Larry Sparks gives a "Special Delivery" 
By John Lupton, November 2000
"It's been too long since I had a bluegrass album," says Sparks. His last release was the 1996 "Blue Mountain Memories," also on Rebel.
Sparks still sports chiseled features and wavy, jet-black hair (the sideburns now distinguished with a touch of silver) that, almost as much as his haunting, blues-tinged voice and guitar licks, has made him one of the most striking and compelling figures on the bluegrass stage since debuting in in 1964 at 16 with the Stanley Brothers and the Clinch Mountain Boys through one of their Ohio visits.
Sparks got into music as a boy, listening an all-night country music radio program on on Cincinnati's WCKY and started picking on the local bluegrass scene.
Sparks was with the band on an intermittent basis up to the time that Carter Stanley passed away in December, 1966.
When Ralph Stanley decided to continue on as a solo bandleader, he turned to Sparks and rehired him as the guitarist and lead singer.
The association lasted until 1969 when Sparks formed his own band, the Lonesome Ramblers, and made bluegrass music his full-time profession.
One of the most striking cuts on "Special Delivery" is a return to the years with Ralph Stanley, a remake of "Snow Covered Mound."
"We (he and Ralph) recorded that in '68, I think," relates Sparks, now 53.
The song, a classic tribute in the bluegrass style to a dear, departed mother had been on his mind since his own mother's passing earlier this year, and he felt the song needed to be revisited.
"It had been just too long...you're looking at 32 years.
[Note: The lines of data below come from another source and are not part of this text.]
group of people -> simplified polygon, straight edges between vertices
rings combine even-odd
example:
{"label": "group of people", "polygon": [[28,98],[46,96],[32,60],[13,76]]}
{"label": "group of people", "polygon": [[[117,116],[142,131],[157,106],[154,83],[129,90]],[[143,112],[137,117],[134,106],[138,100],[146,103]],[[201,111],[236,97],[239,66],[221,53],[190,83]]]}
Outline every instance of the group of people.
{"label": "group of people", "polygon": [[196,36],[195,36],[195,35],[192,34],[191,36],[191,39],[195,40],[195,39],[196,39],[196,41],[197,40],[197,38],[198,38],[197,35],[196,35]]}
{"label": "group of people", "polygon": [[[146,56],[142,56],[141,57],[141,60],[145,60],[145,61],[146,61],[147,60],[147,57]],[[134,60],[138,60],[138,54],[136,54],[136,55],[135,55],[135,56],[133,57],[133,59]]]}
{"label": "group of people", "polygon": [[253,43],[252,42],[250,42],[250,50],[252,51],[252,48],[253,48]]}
I don't think anybody's done it since then, and I thought it was just a real good song to bring out and record again. It would be a new song to a lot of people."
Perhaps new to some, but Sparks shows that he still can capture the Stanley Sound, it's hard to believe in listening to it that Stanley wasn't sitting in on the session.
On "Special Delivery," Sparks also indulges again his passion for songs that spin a good yarn, and he makes no excuses for it - he loves to tell a story.
"I kind of like to go that route a lot, it keeps you away from too many love songs...which are okay, but I think the music's been really saturated with them over the years, and I think it's good and fresh to bring in the things that are not so much the love songs."
The album's opening cut is "Colleen Malone," a tune made familiar to many bluegrass fans by the (now defunct) Colorado band Hot Rize on their final album a decade ago.
"I hadn't heard their version, and I didn't know they'd recorded it," says the Ohio native, who now lives in Indiana.
Instead, he got it directly from the source - longtime friend Pete Goble, whose frequent collaborations with his partner Leroy Drumm have made them something akin to the Rodgers and Hammerstein of bluegrass. Their songs have been recorded dozens of times by probably an equal number of bands, and Sparks has drawn on their work for favorites in the past - "Blue Virginia Blues" and "Tennessee 1949," to name just a couple.
"That song ("Colleen Malone") has such a good story, and it needs to be told. It needs to be sung. It needs to be recorded. I think that type of story needs to be treated right. It needs the right feel for it, and I think I did what I went for. They (Goble and Drumm) have a lot more of the story songs, they tell a good story. I think by doing those kinds of songs, it keeps the music up to date, but you still keep the grip on what's traditional."
Another of Sparks' favorite "story" songwriters is Gary Ferguson, himself an accomplished bluegrass singer, guitarist and bandleader. "Special Delivery" features two Ferguson tunes, the introspective "Timberline," and the moving, poignant "The Undelivered Message."
The latter is yet another musical story, this time of a young man who leaves his native Gettysburg to join the ranks of the Grey, only to die on Culp's Hill where he played as a boy. It's material that's tailor-made for Sparks' low-key, yet intensely emotional style of singing, and he's grateful that such material is still being written.
"I feel very fortunate to get hold of some of Gary's songs, and some of Pete's and Leroy's too...even their love songs are fresh, they're good, strong numbers."
The song for which Sparks is perhaps best known is "John Deere Tractor," the title song of his 1976 Rebel album (also covered later by The Judds). It's yet another story song that delves into other favorite themes - solitude, loneliness and the lament for the past. It's a song that is echoed on the new album by "Ghost Stories" (which also uses the image of a forlorn tractor), and Sparks agrees that the songs are similar. "They (are) a lot, this (song) might do it more than others, yeah."